In [None]:
%%bash

pip install -q pandas==0.23.0
pip install -q numpy==1.14.3
pip install -q matplotlib==3.0.3
pip install -q seaborn==0.8.1
pip install -q PyAthena==1.8.0

In [None]:
from datetime import datetime

import matplotlib.pyplot as plt
import numpy as np
import pandas as pd
import seaborn as sns

from scipy.sparse import lil_matrix

import boto3
import botocore
import sagemaker

In [None]:
session = boto3.session.Session()
region_name = session.region_name

sagemaker_session = sagemaker.Session()
bucket = sagemaker_session.default_bucket()

## Data Preparation

### Create New Table with Sentiment
We no longer need a separate table.

This will be used by the model training.

This following query takes a long time (approx. 5min / scanning 50GB).
Find the equivalent in the sql/ directory and run within Athena Console.

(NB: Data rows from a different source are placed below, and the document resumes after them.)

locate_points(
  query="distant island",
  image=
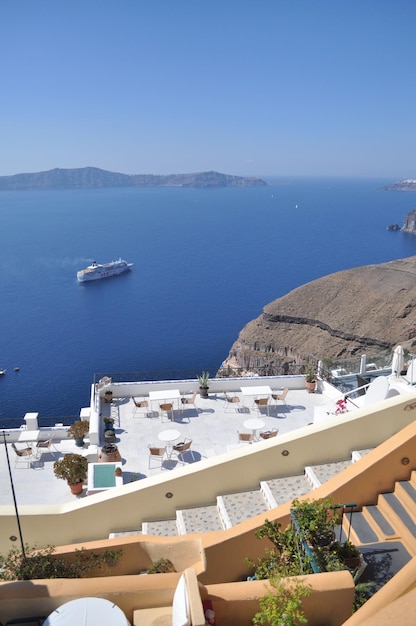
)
(95, 178)
(402, 185)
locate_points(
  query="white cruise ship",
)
(96, 270)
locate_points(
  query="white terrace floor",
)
(213, 431)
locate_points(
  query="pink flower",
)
(341, 406)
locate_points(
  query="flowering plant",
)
(341, 406)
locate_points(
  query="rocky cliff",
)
(364, 310)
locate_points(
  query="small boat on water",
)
(95, 271)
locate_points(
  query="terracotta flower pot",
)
(76, 489)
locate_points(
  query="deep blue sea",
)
(206, 261)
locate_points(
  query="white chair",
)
(245, 437)
(167, 408)
(139, 403)
(45, 445)
(24, 457)
(281, 397)
(156, 454)
(268, 434)
(262, 403)
(179, 449)
(232, 402)
(186, 400)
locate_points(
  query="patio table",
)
(254, 424)
(256, 391)
(87, 612)
(169, 436)
(164, 396)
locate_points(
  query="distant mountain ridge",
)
(402, 185)
(95, 178)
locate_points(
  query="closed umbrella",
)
(398, 360)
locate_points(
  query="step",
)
(239, 507)
(361, 531)
(356, 455)
(124, 533)
(287, 489)
(400, 518)
(198, 520)
(406, 492)
(319, 474)
(375, 516)
(165, 528)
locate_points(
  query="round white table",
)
(254, 424)
(87, 612)
(169, 436)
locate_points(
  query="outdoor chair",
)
(245, 437)
(24, 457)
(140, 403)
(156, 454)
(185, 400)
(262, 402)
(45, 445)
(268, 434)
(167, 408)
(231, 402)
(179, 449)
(281, 397)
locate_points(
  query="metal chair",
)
(268, 434)
(179, 449)
(156, 454)
(23, 456)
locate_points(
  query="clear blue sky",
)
(245, 87)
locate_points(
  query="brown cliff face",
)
(369, 310)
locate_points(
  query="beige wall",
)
(234, 603)
(98, 515)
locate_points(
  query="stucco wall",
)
(234, 603)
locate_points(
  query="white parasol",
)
(398, 360)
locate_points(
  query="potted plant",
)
(349, 554)
(78, 430)
(317, 520)
(203, 380)
(108, 423)
(310, 377)
(109, 433)
(73, 468)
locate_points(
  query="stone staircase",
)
(231, 509)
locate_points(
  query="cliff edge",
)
(369, 309)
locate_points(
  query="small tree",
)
(282, 606)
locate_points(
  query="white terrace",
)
(219, 463)
(211, 423)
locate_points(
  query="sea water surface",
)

**[TODO] Show screenshot of Athena console where to put in the query with link to github sql statement**

In [None]:
from pyathena import connect
from pyathena.util import as_pandas

database_name = 'dsoaws'
table_name = 'amazon_reviews_parquet'
sentiment_table_name = 'amazon_reviews_with_sentiment'
table_prefix = 'amazon_reviews_with_sentiment'

s3_staging_dir = 's3://{0}/athena/staging'.format(bucket)

In [None]:
cursor = connect(region_name=region_name, s3_staging_dir=s3_staging_dir).cursor()
try:
    cursor.execute('CREATE TABLE IF NOT EXISTS {} \
                WITH ( \
                  format = \'PARQUET\', \
                  external_location = \'s3://{}/{}/\', \
                      partitioned_by = ARRAY[\'product_category\'] \
                ) \
                AS \
                SELECT customer_id, \
                         review_id, \
                         product_id, \
                         product_title, \
                         review_headline, \
                         review_body, \
                         review_date, \
                         year, \
                         star_rating, \
                         CASE \
                             WHEN star_rating > 3 THEN 1 \
                             ELSE 0 \
                         END AS sentiment, \
                         product_category \
                FROM {}.{} \
                WHERE LENGTH(review_body) > 20'
               .format(sentiment_table_name, bucket, table_prefix, database_name, table_name))
except:
    pass
 

### View Sentiment

This following query takes a long time... find the equivalent in the sql/ directory and run within Athena Console.

In [None]:
cursor = connect(region_name=region_name, s3_staging_dir=s3_staging_dir).cursor()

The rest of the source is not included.